Economic and social disruption: The potential consequences on the global economy are
already tangible. February 22-28 was the worst week for global markets since 2008 and the
worse may lie ahead. Moreover, some political decisions may be confounded with alternative
motives.
Lockdowns weaponized by suppressive regimes can create a precedent for easy
adoption in the future. Closure of borders may serve policies focused on limiting immigration.
Regardless, even in the strongest economies, disruption of social life, travel, work, and school
education may have major adverse consequences.
The eventual cost of such disruption is notoriously difficult to project. A quote of $2.7
trillion13 is totally speculative.
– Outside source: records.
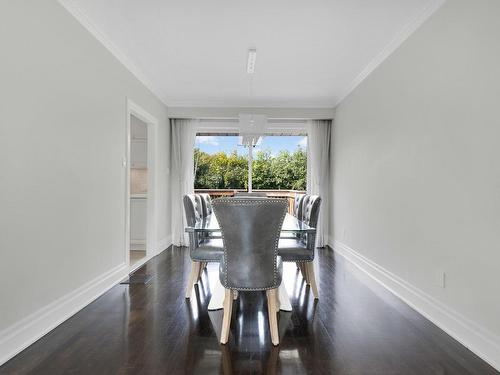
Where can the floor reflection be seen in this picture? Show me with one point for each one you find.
(249, 349)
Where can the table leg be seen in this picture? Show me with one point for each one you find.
(285, 304)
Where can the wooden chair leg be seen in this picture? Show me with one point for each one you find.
(193, 277)
(226, 319)
(312, 279)
(200, 272)
(303, 270)
(273, 318)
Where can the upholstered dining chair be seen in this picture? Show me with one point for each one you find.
(206, 204)
(198, 200)
(301, 249)
(250, 234)
(240, 194)
(201, 249)
(297, 206)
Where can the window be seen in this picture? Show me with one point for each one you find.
(278, 163)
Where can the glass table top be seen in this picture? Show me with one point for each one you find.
(290, 225)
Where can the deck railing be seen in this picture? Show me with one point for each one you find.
(288, 194)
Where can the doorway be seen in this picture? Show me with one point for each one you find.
(140, 234)
(138, 188)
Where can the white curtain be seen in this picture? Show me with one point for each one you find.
(182, 139)
(318, 172)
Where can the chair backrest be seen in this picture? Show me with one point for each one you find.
(250, 234)
(206, 203)
(252, 194)
(199, 205)
(297, 205)
(310, 214)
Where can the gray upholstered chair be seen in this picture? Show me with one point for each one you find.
(301, 249)
(201, 249)
(297, 206)
(198, 205)
(206, 203)
(250, 233)
(240, 194)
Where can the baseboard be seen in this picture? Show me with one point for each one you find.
(31, 328)
(470, 334)
(164, 243)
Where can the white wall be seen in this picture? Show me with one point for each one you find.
(417, 170)
(62, 183)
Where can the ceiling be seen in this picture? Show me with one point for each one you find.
(194, 53)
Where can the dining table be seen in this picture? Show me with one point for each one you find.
(209, 227)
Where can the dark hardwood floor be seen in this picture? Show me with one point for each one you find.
(355, 328)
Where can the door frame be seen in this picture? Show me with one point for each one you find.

Much depends on the duration of the anomaly.
The global
economy and society is already getting a major blow from an epidemic that otherwise (as of
March 14) accounts for 0.01% of all 60 million annual global deaths from all causes and that
kills almost exclusively people with relatively low life expectancy.
...
This year’s coronavirus outbreak is clearly unprecedented in amount of attention
received. Media have capitalized on curiosity, uncertainty and horror. A Google search with
“coronavirus” yielded 3,550,000,000 results on March 3 and 9,440,000,000 results on March 14.
Conversely, “influenza” attracted 30- to 60-fold less attention although this season it has caused
so far about 100-fold more deaths (15) globally than coronavirus.